Will virtual reality technology change the world? Maybe, according to this Time article from 2015. A lot of VR technology has been focused on the games sector, but there are lots of applications for libraries and other community organisations according to one article on Public Libraries Online:
Many patrons already check out books virtually and don’t visit the actual physical library too often, if at all. Are virtual reality labs, tours, and workshops the next step for libraries? The answer is a solid maybe as the technology develops and makes its way out of gaming and movies and into education and everyday experiences [source]
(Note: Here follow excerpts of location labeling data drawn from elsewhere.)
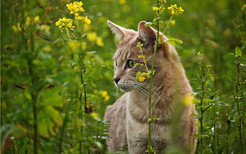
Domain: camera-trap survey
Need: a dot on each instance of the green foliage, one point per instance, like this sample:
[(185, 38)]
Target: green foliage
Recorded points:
[(50, 78)]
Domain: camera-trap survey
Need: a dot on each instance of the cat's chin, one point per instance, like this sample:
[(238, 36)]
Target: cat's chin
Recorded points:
[(125, 90)]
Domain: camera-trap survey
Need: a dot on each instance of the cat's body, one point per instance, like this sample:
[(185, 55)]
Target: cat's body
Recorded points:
[(128, 116)]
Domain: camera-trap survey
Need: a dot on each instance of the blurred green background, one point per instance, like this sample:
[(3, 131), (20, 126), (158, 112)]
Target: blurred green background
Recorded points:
[(38, 66)]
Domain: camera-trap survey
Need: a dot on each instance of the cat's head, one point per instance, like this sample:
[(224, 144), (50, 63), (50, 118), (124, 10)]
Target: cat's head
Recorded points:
[(127, 56)]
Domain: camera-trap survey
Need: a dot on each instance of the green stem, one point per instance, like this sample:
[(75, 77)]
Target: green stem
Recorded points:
[(215, 131), (167, 24), (151, 75), (238, 106), (34, 95), (201, 106), (62, 132)]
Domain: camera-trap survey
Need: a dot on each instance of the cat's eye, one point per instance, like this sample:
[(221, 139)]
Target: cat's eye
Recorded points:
[(131, 63)]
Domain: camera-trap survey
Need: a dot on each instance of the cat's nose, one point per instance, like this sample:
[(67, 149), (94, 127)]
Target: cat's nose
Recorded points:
[(116, 80)]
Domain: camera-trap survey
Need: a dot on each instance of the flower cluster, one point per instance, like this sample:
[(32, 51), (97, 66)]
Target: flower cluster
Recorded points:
[(76, 8), (105, 95), (63, 23), (175, 9), (141, 76), (92, 37)]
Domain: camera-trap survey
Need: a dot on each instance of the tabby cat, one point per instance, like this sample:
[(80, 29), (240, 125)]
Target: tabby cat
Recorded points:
[(128, 116)]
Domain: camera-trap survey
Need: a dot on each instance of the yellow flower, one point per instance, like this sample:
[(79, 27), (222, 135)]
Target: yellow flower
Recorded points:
[(141, 79), (36, 20), (79, 17), (16, 28), (75, 7), (62, 23), (95, 115), (28, 21), (74, 45), (92, 36), (244, 6), (188, 100), (87, 20), (86, 28), (76, 68), (47, 48), (45, 27), (175, 9), (181, 10), (100, 42), (173, 22), (83, 45), (122, 1), (154, 8), (105, 95)]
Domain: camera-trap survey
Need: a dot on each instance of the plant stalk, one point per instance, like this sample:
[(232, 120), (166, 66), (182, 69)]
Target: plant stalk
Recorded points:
[(151, 76)]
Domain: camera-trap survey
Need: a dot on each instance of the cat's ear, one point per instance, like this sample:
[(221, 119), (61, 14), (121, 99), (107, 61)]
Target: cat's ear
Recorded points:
[(118, 30), (146, 34)]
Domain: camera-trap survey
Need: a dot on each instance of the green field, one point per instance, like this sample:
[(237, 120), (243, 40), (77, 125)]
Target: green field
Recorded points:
[(57, 70)]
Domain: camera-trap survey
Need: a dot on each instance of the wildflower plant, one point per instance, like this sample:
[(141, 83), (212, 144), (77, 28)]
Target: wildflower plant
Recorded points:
[(83, 64), (160, 6)]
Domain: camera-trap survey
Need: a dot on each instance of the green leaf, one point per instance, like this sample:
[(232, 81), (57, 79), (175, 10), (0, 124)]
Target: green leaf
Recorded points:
[(140, 56), (48, 119), (51, 97), (148, 24), (173, 41), (238, 52)]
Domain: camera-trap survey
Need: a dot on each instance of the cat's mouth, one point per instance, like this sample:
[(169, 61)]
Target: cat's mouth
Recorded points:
[(125, 86)]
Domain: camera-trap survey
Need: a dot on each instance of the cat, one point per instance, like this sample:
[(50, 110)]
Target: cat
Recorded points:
[(128, 116)]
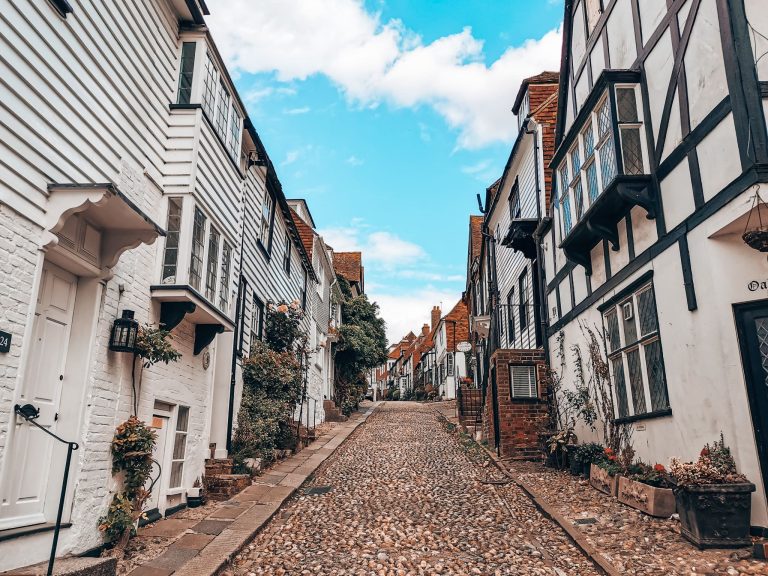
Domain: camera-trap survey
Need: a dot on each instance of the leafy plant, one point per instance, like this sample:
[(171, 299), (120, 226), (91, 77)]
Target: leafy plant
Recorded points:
[(153, 346), (132, 447), (714, 466)]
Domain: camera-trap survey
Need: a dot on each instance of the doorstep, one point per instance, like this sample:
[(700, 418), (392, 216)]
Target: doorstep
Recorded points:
[(205, 547)]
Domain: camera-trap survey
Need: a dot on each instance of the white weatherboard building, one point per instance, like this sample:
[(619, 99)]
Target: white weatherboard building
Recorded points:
[(661, 147), (130, 179)]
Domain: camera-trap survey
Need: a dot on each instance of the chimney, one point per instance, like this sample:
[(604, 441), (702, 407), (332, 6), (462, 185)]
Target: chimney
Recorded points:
[(436, 315)]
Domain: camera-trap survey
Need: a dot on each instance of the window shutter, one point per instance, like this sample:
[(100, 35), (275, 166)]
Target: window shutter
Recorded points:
[(523, 381)]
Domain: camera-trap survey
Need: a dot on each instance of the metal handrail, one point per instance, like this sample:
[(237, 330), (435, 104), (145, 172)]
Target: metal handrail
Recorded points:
[(30, 414)]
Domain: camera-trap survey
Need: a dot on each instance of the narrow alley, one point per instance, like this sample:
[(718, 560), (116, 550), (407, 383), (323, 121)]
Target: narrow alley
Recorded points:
[(406, 498)]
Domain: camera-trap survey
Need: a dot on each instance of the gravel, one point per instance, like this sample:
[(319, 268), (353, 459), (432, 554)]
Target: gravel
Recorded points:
[(409, 497)]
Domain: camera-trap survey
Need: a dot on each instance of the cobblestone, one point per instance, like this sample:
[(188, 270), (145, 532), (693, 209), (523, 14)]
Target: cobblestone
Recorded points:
[(407, 498)]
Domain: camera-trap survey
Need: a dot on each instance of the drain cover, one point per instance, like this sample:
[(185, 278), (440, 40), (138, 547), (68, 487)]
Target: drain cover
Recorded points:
[(317, 490)]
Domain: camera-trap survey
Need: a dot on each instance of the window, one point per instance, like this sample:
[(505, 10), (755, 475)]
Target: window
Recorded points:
[(226, 265), (522, 381), (234, 133), (179, 447), (576, 182), (186, 70), (171, 253), (257, 321), (522, 284), (594, 10), (198, 247), (209, 87), (514, 200), (266, 219), (629, 130), (222, 111), (634, 350), (287, 255), (213, 264)]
At my own workplace, the University of Wollongong Library in Australia, we have a long history with digitisation of archival and other unique collections and have recently been collaborating with academics and students from creative arts using VR to both showcase one particular collection and provide an immersive teaching experience in the relevant disciplines. Specifically focused on the Yellow House artists collective based in Sydney in the early 1970s, VR technology has incorporated images from the Library’s collection to recreate a room from the house. While the physical building remains in Sydney, the artists collective is long since gone:
Presented at the VALA conference in February 2016, the project has generated interest and excitement from both library and creative arts communities. The Library has created a portal for the Yellow House and will continue to add content to this portal as it is available.
The future is here. The only question really is how we use it and what it becomes as it moves beyond experimental.